Analisa-se a situação de um idoso cuja família quer que termine os seus dias em casa, sem procedimentos invasivos e com o mínimo de sofrimento possível, e todos os recursos que podem ser disponibilizados para melhorar a qualidade de vida dos pacientes.

Esta equipa multidisciplinar, coordenada pelo oncologista Jorge Espírito Santo e composta por profissionais do CHBM e do Agrupamento de Centros de Saúde (ACES) Arco Ribeirinho, prestou no último ano cuidados domiciliários paliativos a cerca de 60 doentes da sua área de influência: Barreiro, Moita, Montijo e Alcochete.

Grande parte dos profissionais pertence ao ACES

Ainda nem se falava de cuidados domiciliários paliativos e já Jorge Espírito Santo defendia que, nomeadamente na sua área de especialidade, “seria desejável que os doentes, quando as coisas não correm bem, pudessem morrer em casa, se tivessem condições para tal”.
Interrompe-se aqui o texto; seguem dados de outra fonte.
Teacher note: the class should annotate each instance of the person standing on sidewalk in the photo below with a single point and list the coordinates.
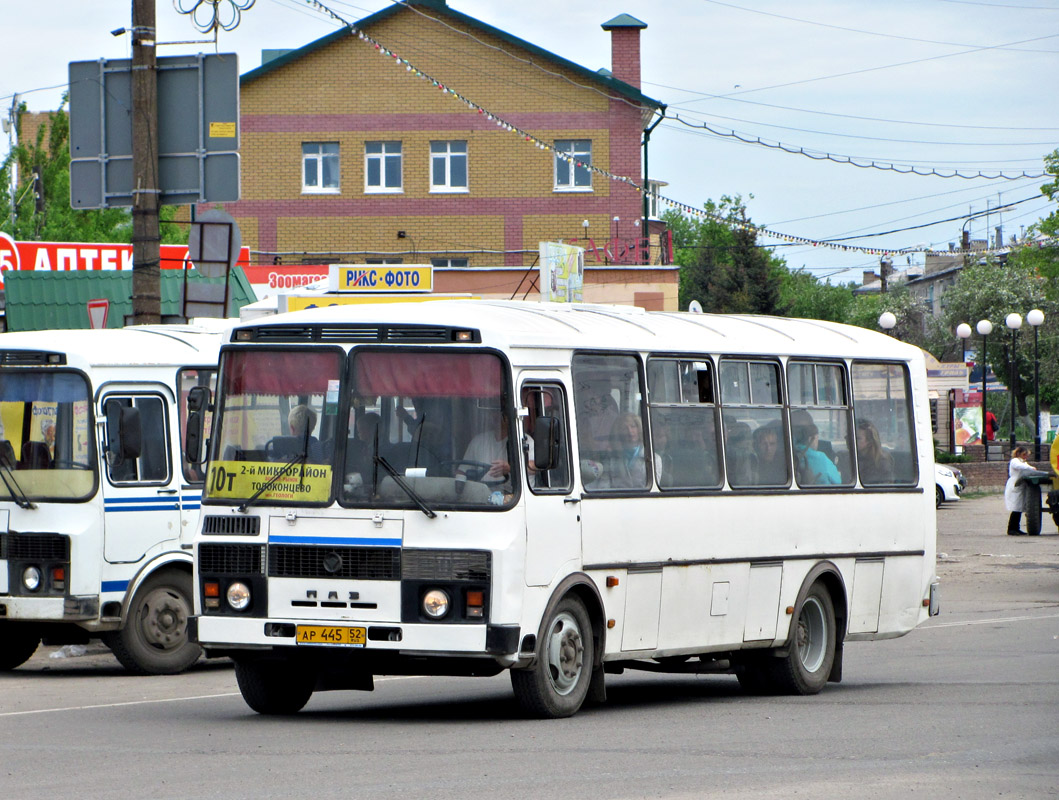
(1015, 492)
A Unidade Domiciliária de Cuidados Paliativos, denominada "Humanizar", nasceu, assim, da vontade dos profissionais e da necessidade de ir acompanhando o que já se faz noutros países, “onde a vertente de cuidados paliativos domiciliários tem vindo a ganhar uma expressão muito significativa”, refere o especialista à Just News.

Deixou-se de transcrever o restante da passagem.